Five crew members escaped from the cockpit through a 14-by-10-inch clear vision panel, and two more through a gash in the fuselage in the crew compartment, the sole survivors of the accident. Holes were cut in the fuselage through which a stewardess and two passengers were removed, but the latter died before reaching a hospital, and the stewardess died later of her injuries. No attempt was made to use the emergency exits, and the main cabin door was jammed; at the inquiry a fire expert attached to the RAF stated that the door of the Constellation was the most difficult he had had to open in his 24-year firefighting career.

All 31 passengers died, along with 2 crew members (the other crew fatality being a steward). It is the highest death toll of any aviation accident ever to take place in Singapore. Among the victims was Ami Chandra, a noted Fijian educator and president of the Fiji Industrial Workers Congress, Professor Francis Cecil Chalkin, Dean of the Science Faculty at the University of Canterbury, Professor Robert Orr McGechan, Dean of the Law Faculty at Victoria University of Wellington and architect Thomas Herbert Bates from New Plymouth.

==Public inquiry==
The colonial government held a public inquiry into the accident under Justice Knight from 31 May to 16 August. The accident was attributed to poor execution of the approach due to crew tiredness, which exacerbated the pilot's decision to touch down near the end of the runway.
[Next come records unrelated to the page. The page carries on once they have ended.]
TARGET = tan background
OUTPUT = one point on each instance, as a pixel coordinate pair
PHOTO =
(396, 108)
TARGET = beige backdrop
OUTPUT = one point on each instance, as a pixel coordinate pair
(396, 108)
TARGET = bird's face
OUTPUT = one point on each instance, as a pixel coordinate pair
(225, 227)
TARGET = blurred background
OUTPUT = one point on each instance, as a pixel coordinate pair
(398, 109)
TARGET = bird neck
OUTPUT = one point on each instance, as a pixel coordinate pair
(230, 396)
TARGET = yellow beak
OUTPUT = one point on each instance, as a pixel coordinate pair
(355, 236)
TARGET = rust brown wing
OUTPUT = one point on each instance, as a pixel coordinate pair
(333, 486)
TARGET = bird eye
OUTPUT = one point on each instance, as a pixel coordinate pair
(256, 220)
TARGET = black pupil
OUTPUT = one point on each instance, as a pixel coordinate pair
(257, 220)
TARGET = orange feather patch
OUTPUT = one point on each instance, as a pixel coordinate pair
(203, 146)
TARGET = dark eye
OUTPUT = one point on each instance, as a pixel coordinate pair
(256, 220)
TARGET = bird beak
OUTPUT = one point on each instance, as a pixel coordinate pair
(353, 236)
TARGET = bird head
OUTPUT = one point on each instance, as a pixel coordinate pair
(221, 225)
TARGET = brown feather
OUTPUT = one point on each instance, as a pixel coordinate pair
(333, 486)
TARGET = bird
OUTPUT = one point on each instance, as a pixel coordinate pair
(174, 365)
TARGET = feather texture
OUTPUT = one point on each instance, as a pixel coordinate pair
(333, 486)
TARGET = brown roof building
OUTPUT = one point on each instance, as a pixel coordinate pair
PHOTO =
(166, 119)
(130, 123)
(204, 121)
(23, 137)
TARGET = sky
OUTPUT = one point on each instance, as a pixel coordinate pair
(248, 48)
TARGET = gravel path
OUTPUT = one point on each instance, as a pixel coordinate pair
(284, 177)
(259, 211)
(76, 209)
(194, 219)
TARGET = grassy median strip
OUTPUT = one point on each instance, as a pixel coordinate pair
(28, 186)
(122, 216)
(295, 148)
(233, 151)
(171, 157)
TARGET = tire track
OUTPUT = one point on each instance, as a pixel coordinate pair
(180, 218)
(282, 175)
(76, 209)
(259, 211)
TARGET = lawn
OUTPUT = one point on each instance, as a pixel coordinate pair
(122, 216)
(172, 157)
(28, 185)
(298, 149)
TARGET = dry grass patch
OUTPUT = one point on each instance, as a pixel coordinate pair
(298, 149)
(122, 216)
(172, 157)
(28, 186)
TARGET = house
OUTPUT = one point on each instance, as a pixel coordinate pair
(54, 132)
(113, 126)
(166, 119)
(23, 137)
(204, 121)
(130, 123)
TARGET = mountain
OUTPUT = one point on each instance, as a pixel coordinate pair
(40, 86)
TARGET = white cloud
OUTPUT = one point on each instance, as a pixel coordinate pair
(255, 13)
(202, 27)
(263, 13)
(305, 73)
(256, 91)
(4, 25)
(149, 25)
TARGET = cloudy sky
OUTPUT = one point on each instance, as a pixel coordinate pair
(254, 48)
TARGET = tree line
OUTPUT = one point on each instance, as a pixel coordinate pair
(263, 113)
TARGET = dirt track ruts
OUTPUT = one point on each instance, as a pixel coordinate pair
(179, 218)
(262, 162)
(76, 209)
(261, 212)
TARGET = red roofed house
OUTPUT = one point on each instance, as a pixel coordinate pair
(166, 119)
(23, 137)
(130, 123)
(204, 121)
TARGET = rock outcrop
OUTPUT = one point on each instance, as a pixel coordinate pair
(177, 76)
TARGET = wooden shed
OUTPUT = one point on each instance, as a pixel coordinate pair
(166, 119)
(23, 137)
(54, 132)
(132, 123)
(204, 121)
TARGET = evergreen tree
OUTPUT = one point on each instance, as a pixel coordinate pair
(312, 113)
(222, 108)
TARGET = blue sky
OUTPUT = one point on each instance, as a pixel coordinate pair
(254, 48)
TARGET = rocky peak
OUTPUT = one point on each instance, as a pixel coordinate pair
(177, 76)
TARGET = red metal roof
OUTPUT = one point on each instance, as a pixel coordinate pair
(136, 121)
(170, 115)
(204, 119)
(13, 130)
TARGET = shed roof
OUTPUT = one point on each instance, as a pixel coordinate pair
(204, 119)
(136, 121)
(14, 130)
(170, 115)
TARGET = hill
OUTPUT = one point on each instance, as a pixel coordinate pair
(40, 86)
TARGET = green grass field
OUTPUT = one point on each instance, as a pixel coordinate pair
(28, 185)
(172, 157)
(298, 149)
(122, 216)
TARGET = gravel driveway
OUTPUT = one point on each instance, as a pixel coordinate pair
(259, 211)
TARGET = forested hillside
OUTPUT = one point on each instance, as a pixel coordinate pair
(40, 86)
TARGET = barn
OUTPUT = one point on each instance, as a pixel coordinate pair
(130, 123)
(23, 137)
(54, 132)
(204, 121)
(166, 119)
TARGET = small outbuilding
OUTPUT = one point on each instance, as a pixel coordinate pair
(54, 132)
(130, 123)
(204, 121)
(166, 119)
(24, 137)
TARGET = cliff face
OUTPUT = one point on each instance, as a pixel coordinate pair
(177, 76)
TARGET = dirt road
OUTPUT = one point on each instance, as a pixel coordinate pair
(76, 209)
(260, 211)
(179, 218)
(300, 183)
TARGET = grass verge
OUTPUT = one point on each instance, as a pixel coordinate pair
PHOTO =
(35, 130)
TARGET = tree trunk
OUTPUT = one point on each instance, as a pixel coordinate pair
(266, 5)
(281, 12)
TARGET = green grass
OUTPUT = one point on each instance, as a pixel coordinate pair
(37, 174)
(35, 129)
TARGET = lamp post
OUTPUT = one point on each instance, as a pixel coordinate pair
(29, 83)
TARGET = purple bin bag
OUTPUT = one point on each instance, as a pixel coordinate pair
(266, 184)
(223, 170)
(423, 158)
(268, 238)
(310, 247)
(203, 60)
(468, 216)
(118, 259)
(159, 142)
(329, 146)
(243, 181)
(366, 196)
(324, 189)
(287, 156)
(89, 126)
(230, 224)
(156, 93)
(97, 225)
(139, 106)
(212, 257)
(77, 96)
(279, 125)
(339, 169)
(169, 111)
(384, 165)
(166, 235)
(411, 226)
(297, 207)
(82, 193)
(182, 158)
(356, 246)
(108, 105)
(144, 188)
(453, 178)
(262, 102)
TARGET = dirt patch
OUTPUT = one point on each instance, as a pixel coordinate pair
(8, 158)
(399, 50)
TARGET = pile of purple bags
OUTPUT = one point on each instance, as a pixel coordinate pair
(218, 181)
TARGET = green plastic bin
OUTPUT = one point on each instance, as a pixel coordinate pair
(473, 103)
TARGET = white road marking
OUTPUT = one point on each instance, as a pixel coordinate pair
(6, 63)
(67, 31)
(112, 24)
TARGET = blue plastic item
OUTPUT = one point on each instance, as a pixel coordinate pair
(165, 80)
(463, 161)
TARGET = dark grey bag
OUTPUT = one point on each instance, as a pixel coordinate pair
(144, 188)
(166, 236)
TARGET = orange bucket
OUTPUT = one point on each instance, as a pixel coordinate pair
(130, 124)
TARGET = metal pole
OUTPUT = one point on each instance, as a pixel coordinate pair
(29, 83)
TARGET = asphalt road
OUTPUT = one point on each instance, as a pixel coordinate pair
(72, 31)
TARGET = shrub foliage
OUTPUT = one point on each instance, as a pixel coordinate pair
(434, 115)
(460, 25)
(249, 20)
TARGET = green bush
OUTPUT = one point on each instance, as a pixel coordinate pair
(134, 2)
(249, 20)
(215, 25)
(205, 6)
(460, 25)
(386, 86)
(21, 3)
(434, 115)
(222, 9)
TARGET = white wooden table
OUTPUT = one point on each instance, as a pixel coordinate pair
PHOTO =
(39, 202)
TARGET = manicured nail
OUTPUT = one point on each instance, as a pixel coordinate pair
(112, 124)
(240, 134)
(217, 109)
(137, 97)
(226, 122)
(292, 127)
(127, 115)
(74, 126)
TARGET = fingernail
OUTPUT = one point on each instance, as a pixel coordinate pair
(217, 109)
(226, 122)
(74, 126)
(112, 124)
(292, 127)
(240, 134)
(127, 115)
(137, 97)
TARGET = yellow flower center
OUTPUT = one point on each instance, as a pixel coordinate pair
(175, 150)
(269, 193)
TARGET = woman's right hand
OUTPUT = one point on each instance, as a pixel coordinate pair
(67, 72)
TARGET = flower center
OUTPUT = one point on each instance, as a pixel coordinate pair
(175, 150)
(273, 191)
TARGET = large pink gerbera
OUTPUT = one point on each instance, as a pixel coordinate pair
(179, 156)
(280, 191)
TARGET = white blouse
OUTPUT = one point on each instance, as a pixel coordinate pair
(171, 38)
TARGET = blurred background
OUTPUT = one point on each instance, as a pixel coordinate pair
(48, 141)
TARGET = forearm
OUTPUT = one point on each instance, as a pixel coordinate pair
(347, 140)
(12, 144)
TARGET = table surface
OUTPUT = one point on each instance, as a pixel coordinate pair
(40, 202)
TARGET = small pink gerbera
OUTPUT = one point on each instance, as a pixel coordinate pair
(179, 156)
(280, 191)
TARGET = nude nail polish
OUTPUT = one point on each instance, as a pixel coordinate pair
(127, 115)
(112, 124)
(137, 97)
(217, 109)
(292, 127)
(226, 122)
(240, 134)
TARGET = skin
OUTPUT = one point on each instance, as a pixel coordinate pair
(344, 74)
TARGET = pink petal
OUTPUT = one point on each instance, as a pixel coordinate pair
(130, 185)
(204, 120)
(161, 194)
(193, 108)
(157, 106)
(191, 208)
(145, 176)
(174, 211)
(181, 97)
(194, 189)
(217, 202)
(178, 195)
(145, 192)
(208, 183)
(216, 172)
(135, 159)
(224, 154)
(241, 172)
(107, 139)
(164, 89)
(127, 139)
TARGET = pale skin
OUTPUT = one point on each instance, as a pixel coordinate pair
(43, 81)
The inquiry determined that, at the time of arrival in Singapore, Captain Hoyle had been on duty for 21½ hours since the flight departed Sydney.

Christopher Shawcross, senior counsel for BOAC, stated that "the crash would not have happened had it not been for the condition which existed at that end of the runway on the day of the crash", referring to the wall struck by the plane.
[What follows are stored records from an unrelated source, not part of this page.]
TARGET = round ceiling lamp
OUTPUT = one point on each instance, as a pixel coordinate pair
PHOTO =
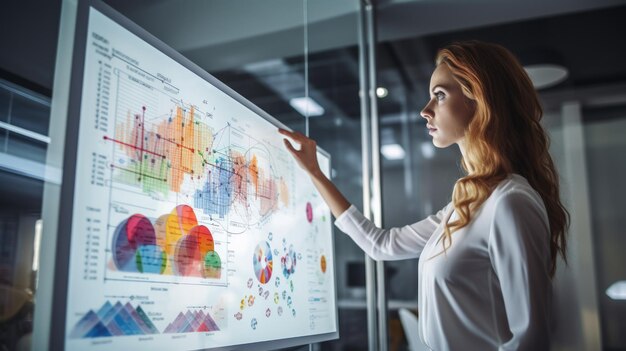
(545, 75)
(545, 67)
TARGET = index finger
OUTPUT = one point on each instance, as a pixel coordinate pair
(293, 135)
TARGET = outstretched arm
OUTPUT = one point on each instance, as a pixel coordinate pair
(306, 157)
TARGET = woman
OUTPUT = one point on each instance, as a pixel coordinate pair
(487, 258)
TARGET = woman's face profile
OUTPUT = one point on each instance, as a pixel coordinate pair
(449, 111)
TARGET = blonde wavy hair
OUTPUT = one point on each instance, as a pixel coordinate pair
(503, 137)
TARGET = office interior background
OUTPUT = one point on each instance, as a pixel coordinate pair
(272, 51)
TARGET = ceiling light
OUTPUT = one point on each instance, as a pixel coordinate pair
(392, 151)
(307, 106)
(617, 291)
(381, 92)
(545, 75)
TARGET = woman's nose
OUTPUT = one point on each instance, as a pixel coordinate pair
(426, 112)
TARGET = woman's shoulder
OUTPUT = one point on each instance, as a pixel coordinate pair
(517, 186)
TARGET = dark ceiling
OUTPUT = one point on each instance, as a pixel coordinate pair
(590, 44)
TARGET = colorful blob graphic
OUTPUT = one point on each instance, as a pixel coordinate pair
(262, 262)
(288, 262)
(174, 245)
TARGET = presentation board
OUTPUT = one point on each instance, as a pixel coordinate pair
(188, 225)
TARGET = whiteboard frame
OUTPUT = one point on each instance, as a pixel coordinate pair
(61, 266)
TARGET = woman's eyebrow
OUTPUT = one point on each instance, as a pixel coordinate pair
(439, 86)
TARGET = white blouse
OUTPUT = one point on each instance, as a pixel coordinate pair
(491, 289)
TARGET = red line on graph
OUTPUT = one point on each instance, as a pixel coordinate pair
(132, 146)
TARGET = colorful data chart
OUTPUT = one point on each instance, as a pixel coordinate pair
(288, 261)
(158, 155)
(262, 262)
(174, 245)
(192, 322)
(114, 320)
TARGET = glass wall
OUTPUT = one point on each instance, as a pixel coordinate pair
(24, 116)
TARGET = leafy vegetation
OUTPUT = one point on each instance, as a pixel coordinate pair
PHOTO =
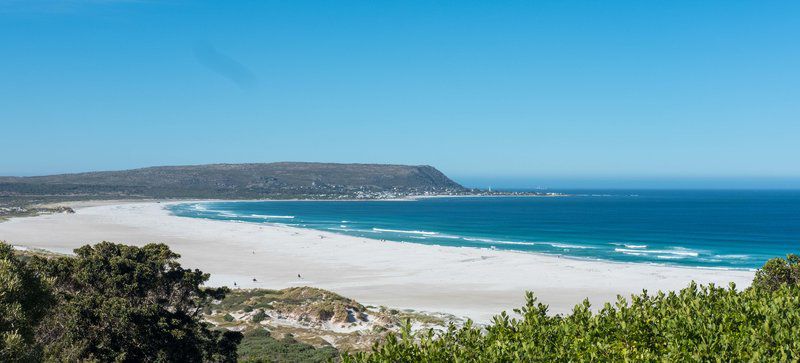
(259, 346)
(24, 301)
(110, 302)
(114, 302)
(698, 323)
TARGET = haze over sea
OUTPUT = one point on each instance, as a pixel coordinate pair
(728, 229)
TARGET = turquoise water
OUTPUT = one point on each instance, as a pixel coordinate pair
(731, 229)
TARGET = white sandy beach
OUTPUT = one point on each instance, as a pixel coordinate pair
(470, 282)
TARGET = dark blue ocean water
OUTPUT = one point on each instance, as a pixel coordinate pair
(732, 229)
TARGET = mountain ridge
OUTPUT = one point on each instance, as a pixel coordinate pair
(247, 180)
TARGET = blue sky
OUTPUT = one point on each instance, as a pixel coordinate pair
(529, 92)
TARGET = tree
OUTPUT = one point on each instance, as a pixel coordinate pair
(777, 272)
(131, 304)
(24, 300)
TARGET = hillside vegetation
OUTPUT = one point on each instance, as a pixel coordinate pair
(113, 302)
(273, 180)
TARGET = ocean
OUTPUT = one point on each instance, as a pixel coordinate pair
(725, 229)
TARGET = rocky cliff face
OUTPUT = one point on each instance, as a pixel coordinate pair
(239, 181)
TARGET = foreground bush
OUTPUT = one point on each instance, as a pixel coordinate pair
(24, 300)
(698, 323)
(130, 304)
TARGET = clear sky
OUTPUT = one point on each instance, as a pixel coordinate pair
(530, 92)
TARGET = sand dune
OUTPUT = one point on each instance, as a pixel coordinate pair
(470, 282)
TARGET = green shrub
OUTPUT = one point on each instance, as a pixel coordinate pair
(127, 303)
(24, 300)
(259, 316)
(259, 346)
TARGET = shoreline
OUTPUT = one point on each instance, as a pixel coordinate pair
(541, 254)
(465, 281)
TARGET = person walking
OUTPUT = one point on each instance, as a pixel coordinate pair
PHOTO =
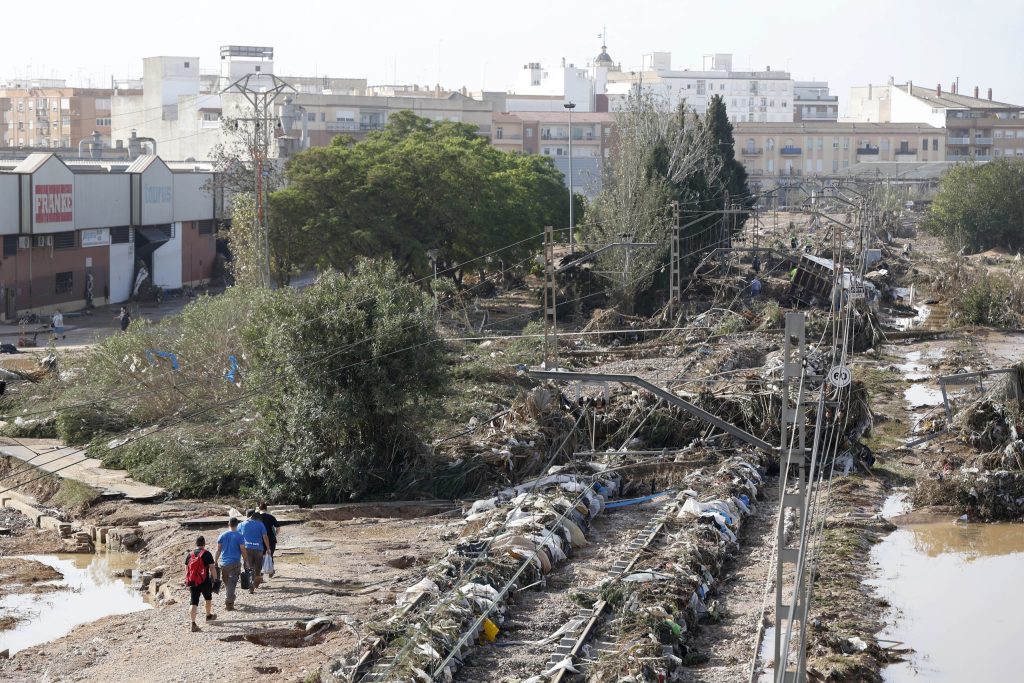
(230, 550)
(254, 535)
(57, 324)
(270, 523)
(199, 580)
The inquiry criticised the airport fire unit's lack of equipment and the efforts it made to rescue the passengers in the six- to eight-minute period after the aircraft came to rest, when many were probably still alive. It did not censure the aircraft crew but did not commend their actions either, noting they were suffering from shock and the darkness and fumes.

After studying the public report on the crash, the Singapore coroner recorded verdicts of 'death by misadventure'. The coroner also said that Captain Hoyle had made an error of judgement but that no one was criminally responsible for the crash.

==Aftermath==
Twenty-four of the victims, including fourteen who were not identified, were buried together in a communal grave at Bidadari Cemetery. Two crash victims were mistaken for one another and received funeral rites of the other's religion.

BOAC based four captains in Sydney so the Sydney–Darwin and Darwin–Jakarta routes could be flown by separate captains.